Thursday, July 12, 2012

When Vocal Difficulties Cease to Exist

"From the easy, unconstrained motion of the fingers, from the beautiful touch, from the clearness and precision in connecting the successive tones, from the advantages of the new mode of fingering, from the equal development and practice of all the fingers of both hands, and, lastly, from the great variety of his figures of melody, which were employed in every piece in a new and uncommon manner, Sebastian Bach at length acquired such a high degree of facility and, we may almost say, unlimited power over his instrument in all the keys that difficulties almost ceased to exist for him."

These words popped as they appeared before my eyes in a biography of Bach I had been reading (Johann Sebastian Bach: The Learned Musician, by Christoph Wolff).

The little bubble of excitement, desire, and enlightenment they stirred up in the pit of my stomach  made me want to just jump out of my bed at 11:00 at night and go down and practice voice. (Of course, I waited for the morning.)

This is what a student of voice works for his/her whole life.  To get to the point where vocal difficulties almost cease to exist.  To reach the point of vocal freedom.  To have unlimited power over our instrument.  To have an  unconstrained motion of the musical sung phrase.  A beautiful touch, onset.  Clearness and precision in connecting successive tones, legato.  To employ ourselves in every piece in a new and uncommon manner!

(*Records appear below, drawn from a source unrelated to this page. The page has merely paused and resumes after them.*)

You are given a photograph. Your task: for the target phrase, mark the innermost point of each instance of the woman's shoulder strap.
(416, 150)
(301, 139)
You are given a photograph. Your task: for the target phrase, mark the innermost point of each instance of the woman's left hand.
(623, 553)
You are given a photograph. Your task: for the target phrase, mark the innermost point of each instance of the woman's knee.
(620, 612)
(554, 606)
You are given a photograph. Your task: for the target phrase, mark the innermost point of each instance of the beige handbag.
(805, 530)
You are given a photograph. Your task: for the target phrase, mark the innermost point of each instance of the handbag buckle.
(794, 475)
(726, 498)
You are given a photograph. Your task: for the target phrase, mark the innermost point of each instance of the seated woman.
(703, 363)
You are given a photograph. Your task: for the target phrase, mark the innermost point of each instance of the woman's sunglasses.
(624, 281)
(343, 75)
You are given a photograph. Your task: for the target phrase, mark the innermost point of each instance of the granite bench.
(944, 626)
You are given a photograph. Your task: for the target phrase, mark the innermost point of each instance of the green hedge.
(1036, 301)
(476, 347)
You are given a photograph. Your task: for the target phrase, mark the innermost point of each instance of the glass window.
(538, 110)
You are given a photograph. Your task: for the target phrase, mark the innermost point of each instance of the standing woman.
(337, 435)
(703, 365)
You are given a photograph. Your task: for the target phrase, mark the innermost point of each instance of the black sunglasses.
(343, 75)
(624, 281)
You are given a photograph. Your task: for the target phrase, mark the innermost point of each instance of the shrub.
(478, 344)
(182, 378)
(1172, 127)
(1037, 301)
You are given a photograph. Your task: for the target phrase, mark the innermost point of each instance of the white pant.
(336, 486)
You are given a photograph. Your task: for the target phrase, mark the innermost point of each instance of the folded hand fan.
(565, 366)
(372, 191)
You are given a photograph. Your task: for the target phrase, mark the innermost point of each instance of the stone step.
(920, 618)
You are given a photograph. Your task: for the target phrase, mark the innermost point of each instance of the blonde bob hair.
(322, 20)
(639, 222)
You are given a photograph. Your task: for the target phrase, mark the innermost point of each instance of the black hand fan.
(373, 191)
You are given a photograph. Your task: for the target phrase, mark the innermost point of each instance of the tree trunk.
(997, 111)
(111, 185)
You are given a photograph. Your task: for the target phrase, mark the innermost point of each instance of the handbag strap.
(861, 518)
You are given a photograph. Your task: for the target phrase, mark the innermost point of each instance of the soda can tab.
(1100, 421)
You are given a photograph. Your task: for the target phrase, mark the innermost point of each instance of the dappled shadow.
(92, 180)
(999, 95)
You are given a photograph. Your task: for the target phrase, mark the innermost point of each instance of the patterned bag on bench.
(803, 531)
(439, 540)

Ah ... the stuff dreams are made of.

It has been roughly 27-28  years since I embarked on this journey, although the quest to surmount the difficulties was present in my singing before I ever took a lesson, so in a sense, I've been trying to solve the mysteries of the vocal difficulties my entire life!!

Finally, I can say that I am getting somewhere.  Many difficulties have ceased to exist for me, and I see the possibility of present difficulties being solved as well.

What took so long?  There was a major big imbalance blocking my way for so many years, and there had not come along anyone who was able to identify or explain it to me, and there had not come along anyone who could specifically address the issue.  Removal of this major imbalance required me to let go.  Let go of a grip I had on my voice that somewhere along the line had convinced me it needed to be there in order to have control.

At long last I have got myself in a situation where this imbalance has been identified and addressed and it is opening up my voice to it's true nature!  It's a very happy time, even though it has come late in my life.